Durante o programa, José Carlos Ferreira defendeu que uma das chaves para cidades mais sustentáveis passa pela reorganização do território e pela valorização das infraestruturas verdes. Para o investigador, a descentralização do trabalho é essencial, fenómeno que engloba também a adoção do trabalho remoto. “Quando eu falo da descentralização, também se fala do trabalho à distância, e depois também a questão de voltar a reordenar os nossos bairros para voltar a ter estes serviços.”.
Outra solução, poderá também ser a redução do espaço dedicado ao transporte individual, que compete diretamente com a cidade. “Temos menos espaço para por exemplo, para o transporte individual. Tendo menos espaço para o transporte individual que é o grande competidor da cidade, temos mais espaço livre para as outras funções", explica.

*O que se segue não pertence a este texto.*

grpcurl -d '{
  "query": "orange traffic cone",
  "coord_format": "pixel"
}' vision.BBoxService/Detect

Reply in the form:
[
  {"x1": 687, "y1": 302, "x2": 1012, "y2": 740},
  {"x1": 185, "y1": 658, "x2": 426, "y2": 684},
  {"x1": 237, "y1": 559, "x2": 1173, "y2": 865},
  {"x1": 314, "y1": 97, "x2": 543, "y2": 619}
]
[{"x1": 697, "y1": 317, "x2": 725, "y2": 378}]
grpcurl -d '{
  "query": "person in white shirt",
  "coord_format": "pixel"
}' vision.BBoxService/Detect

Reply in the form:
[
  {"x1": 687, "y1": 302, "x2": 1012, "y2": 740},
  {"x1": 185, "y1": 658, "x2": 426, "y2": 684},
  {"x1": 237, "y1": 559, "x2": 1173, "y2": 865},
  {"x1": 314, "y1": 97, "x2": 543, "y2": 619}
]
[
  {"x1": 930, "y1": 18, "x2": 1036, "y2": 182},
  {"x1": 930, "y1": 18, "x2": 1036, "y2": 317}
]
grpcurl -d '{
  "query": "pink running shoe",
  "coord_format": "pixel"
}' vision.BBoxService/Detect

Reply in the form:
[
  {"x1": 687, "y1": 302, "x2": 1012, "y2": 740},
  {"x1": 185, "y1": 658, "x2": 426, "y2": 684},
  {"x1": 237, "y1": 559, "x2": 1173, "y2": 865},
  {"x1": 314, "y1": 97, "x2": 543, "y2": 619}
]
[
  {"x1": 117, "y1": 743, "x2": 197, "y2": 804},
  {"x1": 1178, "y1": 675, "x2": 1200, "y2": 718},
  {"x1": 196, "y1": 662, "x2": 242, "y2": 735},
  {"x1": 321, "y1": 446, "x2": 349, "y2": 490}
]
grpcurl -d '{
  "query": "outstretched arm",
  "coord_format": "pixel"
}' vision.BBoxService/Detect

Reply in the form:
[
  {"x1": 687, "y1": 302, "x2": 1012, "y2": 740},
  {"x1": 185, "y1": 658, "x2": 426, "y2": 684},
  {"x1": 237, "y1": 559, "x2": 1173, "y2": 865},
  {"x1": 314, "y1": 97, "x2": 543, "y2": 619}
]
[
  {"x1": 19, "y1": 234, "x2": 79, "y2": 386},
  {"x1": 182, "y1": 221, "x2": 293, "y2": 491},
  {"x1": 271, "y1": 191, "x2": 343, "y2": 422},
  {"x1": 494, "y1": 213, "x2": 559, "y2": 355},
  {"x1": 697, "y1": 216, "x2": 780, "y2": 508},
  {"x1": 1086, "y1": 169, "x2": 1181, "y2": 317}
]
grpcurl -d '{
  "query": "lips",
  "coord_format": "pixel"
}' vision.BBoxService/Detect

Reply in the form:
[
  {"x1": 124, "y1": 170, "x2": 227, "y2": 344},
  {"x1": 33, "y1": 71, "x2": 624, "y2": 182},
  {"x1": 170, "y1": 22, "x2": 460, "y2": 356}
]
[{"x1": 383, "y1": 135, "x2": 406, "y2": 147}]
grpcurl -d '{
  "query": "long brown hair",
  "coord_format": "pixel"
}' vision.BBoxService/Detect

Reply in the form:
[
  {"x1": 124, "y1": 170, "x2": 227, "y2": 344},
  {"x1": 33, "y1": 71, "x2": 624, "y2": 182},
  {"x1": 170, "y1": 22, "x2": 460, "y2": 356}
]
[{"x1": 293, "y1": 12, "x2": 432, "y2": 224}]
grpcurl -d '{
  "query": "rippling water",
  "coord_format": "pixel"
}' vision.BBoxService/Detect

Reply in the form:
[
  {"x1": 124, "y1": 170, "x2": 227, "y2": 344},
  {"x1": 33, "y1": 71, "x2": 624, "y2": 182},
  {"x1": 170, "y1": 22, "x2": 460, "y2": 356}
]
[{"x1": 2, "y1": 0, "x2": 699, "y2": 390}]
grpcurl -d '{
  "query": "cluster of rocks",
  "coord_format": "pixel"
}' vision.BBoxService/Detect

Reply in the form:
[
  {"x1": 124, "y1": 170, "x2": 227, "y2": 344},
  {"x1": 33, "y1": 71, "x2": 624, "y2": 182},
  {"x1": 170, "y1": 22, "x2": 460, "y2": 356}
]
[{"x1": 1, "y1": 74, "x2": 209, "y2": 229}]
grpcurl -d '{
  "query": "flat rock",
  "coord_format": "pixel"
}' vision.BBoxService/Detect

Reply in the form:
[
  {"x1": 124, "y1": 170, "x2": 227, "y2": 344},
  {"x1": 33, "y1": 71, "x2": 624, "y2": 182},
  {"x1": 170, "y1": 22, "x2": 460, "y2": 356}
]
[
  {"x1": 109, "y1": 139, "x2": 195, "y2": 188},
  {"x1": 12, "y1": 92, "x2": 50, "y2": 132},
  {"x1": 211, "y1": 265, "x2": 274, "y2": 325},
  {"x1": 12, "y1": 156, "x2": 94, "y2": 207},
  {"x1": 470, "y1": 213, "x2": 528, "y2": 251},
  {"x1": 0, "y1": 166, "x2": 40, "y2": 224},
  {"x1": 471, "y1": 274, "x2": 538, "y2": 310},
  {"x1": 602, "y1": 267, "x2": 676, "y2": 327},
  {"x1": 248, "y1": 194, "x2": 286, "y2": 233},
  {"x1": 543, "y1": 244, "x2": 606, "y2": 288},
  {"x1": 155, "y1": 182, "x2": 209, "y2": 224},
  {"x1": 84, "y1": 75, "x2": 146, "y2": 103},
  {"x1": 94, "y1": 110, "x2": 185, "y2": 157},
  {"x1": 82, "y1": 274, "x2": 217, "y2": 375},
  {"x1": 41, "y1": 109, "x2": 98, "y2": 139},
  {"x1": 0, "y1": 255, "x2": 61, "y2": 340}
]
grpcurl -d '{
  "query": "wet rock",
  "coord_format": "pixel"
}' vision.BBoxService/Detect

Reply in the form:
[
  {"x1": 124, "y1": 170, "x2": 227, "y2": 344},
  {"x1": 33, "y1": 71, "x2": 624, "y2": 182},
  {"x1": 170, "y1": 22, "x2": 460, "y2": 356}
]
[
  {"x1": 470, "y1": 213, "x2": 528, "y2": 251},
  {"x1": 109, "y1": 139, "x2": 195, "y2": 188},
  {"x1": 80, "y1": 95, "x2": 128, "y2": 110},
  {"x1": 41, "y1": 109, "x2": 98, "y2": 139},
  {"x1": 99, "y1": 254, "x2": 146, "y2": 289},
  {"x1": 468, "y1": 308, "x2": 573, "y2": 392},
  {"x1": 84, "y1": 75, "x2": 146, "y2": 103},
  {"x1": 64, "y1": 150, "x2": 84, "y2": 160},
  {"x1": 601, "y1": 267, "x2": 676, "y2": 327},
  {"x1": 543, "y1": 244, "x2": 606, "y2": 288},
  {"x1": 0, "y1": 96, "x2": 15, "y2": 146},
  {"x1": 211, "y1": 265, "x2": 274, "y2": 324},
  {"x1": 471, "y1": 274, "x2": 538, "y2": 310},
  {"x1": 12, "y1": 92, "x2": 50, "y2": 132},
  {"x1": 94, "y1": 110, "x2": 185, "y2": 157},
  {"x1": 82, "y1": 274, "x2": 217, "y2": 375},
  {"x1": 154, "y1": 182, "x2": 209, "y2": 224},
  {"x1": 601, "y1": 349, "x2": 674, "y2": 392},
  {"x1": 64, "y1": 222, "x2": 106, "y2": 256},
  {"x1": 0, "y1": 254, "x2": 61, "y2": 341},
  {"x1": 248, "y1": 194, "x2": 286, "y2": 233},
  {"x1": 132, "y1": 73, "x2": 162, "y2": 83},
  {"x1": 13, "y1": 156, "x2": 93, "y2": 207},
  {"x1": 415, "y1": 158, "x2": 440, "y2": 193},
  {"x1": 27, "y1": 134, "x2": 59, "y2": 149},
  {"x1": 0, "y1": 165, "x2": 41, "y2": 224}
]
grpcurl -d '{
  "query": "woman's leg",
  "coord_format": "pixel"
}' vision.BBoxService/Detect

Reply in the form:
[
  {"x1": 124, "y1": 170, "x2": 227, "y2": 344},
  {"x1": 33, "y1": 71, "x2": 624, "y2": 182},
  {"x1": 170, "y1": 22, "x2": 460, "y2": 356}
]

O investigador alertou também para os impactos das alterações climáticas nas zonas urbanas, nomeadamente o aumento das chamadas "noites tropicais", em que a temperatura não desce abaixo dos 20ºC. “Isto é muito preocupante, porque mostra uma tendência grande de mudança de incremento de temperatura. Qual é que é o principal problema? As nossas cidades não estão preparadas para este aumento porque a maior parte da construção não está adaptada a este tipo de clima.”, começa por explicar. “As alterações climáticas têm as costas muito largas. O que nós temos é realmente um grave problema de ordenamento do território. Temos o território desordenado e desadequado a tudo. O que é que as alterações climáticas vieram fazer? Pôr evidência a isso"
Um dos exemplos positivos referidos no programa foi o caso de Setúbal, onde o Plano Diretor Municipal (PDM) definiu que algumas zonas de risco de inundação fossem preservadas como áreas verdes. Em vez de se optar pela construção, essas zonas passaram a desempenhar funções ecológicas importantes, como no caso da bacia de retenção do Livramento.

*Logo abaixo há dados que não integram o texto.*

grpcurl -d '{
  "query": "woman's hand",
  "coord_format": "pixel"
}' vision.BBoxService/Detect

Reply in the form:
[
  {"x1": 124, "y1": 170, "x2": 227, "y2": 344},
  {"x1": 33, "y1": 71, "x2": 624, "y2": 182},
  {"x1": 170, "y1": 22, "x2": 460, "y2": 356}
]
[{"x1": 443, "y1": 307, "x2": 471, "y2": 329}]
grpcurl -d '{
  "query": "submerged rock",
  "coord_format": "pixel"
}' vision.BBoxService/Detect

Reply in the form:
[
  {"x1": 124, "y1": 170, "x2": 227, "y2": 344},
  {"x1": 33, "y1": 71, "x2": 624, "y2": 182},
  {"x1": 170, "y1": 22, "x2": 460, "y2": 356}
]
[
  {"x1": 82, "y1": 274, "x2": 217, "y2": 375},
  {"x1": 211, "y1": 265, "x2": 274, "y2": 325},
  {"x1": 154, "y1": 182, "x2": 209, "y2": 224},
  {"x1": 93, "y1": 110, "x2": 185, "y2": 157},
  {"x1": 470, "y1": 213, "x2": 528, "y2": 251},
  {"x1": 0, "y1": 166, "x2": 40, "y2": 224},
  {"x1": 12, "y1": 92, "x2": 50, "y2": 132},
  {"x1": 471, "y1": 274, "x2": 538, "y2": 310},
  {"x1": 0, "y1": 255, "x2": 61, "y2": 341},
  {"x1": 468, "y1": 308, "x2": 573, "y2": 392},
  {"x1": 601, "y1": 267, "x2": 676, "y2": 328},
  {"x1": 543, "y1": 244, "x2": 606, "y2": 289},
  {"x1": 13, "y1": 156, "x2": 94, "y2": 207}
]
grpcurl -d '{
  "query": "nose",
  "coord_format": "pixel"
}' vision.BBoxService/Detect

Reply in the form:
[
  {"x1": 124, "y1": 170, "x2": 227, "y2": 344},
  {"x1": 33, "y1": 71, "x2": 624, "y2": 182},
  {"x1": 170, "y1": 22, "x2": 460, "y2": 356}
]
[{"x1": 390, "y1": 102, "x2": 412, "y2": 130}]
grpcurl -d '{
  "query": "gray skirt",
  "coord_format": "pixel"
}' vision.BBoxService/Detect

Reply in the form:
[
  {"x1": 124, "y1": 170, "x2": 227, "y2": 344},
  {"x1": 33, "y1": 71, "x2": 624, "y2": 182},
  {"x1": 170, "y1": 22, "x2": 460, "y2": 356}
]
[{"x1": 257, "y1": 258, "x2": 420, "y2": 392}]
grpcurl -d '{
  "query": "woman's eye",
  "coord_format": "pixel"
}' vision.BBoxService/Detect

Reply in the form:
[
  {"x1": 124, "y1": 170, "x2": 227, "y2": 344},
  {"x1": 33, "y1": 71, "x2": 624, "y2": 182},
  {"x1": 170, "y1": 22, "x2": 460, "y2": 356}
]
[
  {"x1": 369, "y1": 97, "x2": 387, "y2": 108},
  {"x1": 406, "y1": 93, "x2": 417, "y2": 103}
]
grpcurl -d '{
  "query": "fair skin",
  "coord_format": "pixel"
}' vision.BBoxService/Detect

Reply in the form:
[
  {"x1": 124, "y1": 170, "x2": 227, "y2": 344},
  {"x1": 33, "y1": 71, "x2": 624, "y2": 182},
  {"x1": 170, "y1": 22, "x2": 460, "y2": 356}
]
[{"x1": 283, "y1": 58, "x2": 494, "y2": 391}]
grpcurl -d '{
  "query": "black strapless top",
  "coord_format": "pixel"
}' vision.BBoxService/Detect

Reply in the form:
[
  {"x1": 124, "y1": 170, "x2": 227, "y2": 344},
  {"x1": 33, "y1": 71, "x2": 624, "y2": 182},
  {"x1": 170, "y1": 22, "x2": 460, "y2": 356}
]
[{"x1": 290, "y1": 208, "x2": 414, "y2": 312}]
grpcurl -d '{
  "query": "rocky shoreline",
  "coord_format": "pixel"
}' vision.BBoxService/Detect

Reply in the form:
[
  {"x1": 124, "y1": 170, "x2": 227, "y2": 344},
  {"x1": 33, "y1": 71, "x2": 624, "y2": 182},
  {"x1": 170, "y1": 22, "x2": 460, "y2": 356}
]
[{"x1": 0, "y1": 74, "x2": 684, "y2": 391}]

“Esta bacia tem quase 100 hectares, numa zona central com grande valor imobiliário. Mas, devido ao risco de inundação, foi destinada a funções compatíveis com a presença de água. A água pode ali permanecer durante meses sem causar problemas à cidade, escoando-se lentamente para o rio Sado. Para além disso, estas infraestruturas prestam serviços essenciais: regulam a água, ajudam a controlar o clima urbano, aumentam a evapotranspiração e criam habitats de biodiversidade.”

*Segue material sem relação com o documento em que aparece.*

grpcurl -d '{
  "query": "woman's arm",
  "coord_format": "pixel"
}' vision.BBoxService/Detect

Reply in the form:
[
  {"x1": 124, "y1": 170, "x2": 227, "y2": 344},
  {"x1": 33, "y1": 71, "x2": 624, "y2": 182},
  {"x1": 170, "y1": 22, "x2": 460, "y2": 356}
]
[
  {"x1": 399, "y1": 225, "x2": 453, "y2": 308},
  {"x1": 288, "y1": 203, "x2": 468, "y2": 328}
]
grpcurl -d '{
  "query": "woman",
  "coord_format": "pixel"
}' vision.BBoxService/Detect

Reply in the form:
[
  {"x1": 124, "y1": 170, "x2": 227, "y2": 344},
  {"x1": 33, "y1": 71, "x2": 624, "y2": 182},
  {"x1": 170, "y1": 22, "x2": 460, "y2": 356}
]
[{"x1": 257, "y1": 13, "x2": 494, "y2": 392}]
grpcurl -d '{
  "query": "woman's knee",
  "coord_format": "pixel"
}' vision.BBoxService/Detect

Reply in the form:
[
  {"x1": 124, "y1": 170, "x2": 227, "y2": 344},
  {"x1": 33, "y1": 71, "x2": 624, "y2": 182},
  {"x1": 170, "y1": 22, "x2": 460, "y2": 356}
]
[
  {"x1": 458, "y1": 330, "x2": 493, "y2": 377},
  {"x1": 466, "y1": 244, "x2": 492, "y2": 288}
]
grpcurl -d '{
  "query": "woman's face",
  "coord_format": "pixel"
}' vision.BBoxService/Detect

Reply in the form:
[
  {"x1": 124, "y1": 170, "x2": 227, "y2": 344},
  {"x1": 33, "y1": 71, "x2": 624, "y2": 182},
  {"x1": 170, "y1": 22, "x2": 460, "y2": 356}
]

José Carlos Ferreira concluiu sublinhando a importância de uma mudança de mentalidade: "Nós temos que ter uma educação mais próxima da natureza. Temos de começar a perceber que a natureza é importante nas cidades".
Com contributos como o de José Carlos Ferreira, o episódio Urbanismo Revolucionário mostrou como é possível transformar as cidades portuguesas em espaços mais equilibrados, habitáveis e preparados para os desafios do futuro.